Espero que não aconteça, desde logo pelo valor supremo da vida humana. Do ponto de vista da economia, tal tornaria as previsões económicas impossíveis e os investimentos e a programação das empresas muito difíceis, com inevitáveis cenários de inflação e desestabilização financeira. Os governos europeus têm de ter muita ponderação e bom senso para que não se entre numa situação de conflito generalizado. Seria o pior que podia acontecer à Europa e em particular a Portugal. Precisamos mais do que nunca de estabilidade e de não gastar recursos em áreas que não são produtivas.  Isto para além das consequências humanas da guerra, que são o pior de tudo! Fico muito preocupado quando oiço alguns analistas defender que precisamos de apostar na indústria de Defesa. O que precisamos criticamente é de ter indústrias fortes e florescentes em setores que produzam bens para a paz e para o franco desenvolvimento dos povos e, em particular, de Portugal.

 

A CARA DA NOTÍCIA

Aos comandos da Economia durante dois anos

Carlos Tavares nasceu em Salreu (Aveiro), a 4 de abril de 1953. Ao longo do seu percurso profissional desempenhou cargos de grande relevo na administração de várias entidades, a nível nacional e internacional.
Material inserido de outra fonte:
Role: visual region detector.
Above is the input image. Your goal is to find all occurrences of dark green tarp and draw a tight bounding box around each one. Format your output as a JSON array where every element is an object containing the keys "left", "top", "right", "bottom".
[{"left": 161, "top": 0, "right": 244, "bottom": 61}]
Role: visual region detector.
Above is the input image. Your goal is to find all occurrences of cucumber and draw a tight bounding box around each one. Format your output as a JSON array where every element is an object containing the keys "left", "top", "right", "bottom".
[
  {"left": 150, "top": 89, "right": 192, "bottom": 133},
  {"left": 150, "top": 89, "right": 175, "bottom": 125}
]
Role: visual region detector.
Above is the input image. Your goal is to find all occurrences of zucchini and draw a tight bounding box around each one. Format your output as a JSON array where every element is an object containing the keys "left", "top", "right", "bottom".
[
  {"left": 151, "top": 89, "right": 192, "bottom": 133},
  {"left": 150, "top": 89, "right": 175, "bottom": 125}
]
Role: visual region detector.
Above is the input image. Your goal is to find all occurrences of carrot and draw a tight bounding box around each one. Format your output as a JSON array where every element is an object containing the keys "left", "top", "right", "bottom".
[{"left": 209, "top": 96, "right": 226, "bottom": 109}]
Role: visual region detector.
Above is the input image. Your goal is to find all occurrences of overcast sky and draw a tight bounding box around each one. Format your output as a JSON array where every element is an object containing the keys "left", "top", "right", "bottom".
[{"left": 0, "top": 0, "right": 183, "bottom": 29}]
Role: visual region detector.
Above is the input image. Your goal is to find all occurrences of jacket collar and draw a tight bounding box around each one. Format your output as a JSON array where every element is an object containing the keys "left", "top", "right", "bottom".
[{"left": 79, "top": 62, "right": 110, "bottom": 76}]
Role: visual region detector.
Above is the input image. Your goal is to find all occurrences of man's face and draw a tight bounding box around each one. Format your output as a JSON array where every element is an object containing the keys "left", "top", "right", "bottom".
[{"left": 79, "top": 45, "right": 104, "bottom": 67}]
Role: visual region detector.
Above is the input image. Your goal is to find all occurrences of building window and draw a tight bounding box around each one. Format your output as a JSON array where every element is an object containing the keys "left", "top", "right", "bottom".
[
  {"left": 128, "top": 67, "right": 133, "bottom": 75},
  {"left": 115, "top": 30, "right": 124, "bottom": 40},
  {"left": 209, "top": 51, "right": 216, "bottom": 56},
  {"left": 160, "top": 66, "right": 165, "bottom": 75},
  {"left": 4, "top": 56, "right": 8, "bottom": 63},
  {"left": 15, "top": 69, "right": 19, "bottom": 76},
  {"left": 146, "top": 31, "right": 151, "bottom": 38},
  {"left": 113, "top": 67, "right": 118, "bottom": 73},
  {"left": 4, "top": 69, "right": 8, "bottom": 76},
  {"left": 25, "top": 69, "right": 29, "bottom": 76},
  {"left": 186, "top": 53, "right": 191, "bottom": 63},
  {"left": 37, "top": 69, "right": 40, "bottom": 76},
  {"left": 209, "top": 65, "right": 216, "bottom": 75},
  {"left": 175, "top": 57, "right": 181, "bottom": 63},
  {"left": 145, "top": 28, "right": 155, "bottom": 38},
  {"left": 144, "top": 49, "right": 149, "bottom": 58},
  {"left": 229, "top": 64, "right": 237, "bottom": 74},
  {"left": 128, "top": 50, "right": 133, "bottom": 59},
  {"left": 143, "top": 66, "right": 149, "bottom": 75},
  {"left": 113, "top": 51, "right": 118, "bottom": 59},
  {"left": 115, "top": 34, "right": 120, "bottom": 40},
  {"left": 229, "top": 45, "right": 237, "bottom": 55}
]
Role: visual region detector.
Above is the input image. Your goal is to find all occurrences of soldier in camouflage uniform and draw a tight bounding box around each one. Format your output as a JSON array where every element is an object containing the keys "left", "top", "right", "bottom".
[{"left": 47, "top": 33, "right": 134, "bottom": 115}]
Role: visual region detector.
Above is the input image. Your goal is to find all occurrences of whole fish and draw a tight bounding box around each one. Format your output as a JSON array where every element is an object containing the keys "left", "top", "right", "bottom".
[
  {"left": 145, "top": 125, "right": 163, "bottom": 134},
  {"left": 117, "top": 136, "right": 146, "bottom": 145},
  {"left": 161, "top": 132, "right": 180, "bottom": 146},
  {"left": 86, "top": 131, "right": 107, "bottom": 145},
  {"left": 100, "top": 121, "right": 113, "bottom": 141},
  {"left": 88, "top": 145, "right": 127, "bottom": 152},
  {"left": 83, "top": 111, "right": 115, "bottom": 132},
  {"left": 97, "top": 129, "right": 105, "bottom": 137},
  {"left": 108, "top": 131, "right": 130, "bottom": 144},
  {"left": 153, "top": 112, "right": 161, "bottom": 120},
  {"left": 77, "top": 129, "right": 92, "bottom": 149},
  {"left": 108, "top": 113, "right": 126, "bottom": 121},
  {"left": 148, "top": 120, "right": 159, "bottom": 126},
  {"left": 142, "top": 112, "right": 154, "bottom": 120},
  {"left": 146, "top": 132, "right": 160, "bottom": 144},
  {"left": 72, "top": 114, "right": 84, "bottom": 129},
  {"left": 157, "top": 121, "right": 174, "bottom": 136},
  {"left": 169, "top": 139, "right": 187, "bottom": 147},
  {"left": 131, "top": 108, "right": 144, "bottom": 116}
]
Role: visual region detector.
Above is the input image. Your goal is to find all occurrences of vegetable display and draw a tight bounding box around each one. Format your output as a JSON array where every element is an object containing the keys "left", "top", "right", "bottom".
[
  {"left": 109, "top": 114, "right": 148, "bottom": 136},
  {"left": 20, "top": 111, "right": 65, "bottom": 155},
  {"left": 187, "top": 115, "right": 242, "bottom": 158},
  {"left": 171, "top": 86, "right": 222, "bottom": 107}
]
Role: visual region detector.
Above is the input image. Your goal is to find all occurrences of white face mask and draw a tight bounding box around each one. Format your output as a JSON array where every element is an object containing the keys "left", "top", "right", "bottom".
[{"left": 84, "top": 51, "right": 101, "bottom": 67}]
Foi presidente do conselho de administração da CMVM (2005-2016); vice-presidente da European Securities and Markets Authority (ESMA) de 2011 a 2016; presidente do Committee of European Securities Regulators (CESR) em 2010. Foi ainda diretor do Bureau of European Policy Advisers da Comissão Europeia; Presidente do European Regional Committee (IOSCO); Presidente do Committee on Emerging Risks (CER) da (IOSCO); Membro do conselho de curadores da Universidade do Porto; Membro do conselho de administração de vários bancos (entre os quais o Banco Português do Atlântico, o Banco Nacional Ultramarino, a Caixa Geral de Depósitos, o Banco Totta, o Banco Chemical, o Banco Santander de Negócios   e o Banco Montepio); Ministro da Economia do XV Governo Constitucional (2002-2004), e professor da Faculdade de Economia do Porto. Coordena o Observatório de Políticas Económicas e Financeiras da SEDES.